Nevertheless, some limitations should be considered when interpreting our results. Firstly, the sample size of our study was relatively small, so GA carriers and AA carriers were merged into one group, which failed us to explore the respective effects of GA and AA allele on brain function. A larger sample size is necessary based on these preliminary findings in the future. Secondly, only BST1 rs4698412 was investigated in our study while brain spontaneous activities might be affected by various genes and SNPs. Therefore, gene‐gene interactions or more complex haplotype analysis should be further investigated.
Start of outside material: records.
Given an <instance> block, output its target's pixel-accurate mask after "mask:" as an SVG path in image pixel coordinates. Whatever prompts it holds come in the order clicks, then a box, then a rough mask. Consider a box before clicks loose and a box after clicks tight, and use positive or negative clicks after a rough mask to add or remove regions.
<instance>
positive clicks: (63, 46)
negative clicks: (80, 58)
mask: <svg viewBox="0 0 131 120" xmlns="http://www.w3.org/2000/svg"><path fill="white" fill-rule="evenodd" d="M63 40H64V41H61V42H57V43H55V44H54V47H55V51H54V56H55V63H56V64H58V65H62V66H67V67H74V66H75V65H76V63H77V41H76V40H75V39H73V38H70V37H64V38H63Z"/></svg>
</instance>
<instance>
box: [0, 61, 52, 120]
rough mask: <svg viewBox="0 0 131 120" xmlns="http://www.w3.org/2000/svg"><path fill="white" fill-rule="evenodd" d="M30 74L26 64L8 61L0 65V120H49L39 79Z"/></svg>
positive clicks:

Thirdly, in this study, we only chose TUG test time to assess gait or balance performance in PD patients. To be rigorous, we should adopt some more tests to further verify our conclusion in future studies. Finally, our present study was a cross‐sectional design focusing on regional brain activation and could not show the causal inference, which needed to be explored in the longitudinal research with multimodal techniques deeply.

CONCLUSION

The present study demonstrated that functional alternations in right lingual gyrus caused by BST1 rs4698412 allelic variant (allele A) could be associated with gait or balance deficits in PD patients. It might provide a new perspective for further studies on PD for more effective disease intervention. Furthermore, imaging genetics as a new promising approach has the potential to explore relevant neurobiological mechanisms underlying gene polymorphisms on the complicated clinical symptoms in PD.

CONFLICT OF INTEREST

The authors declare no conflict of interest.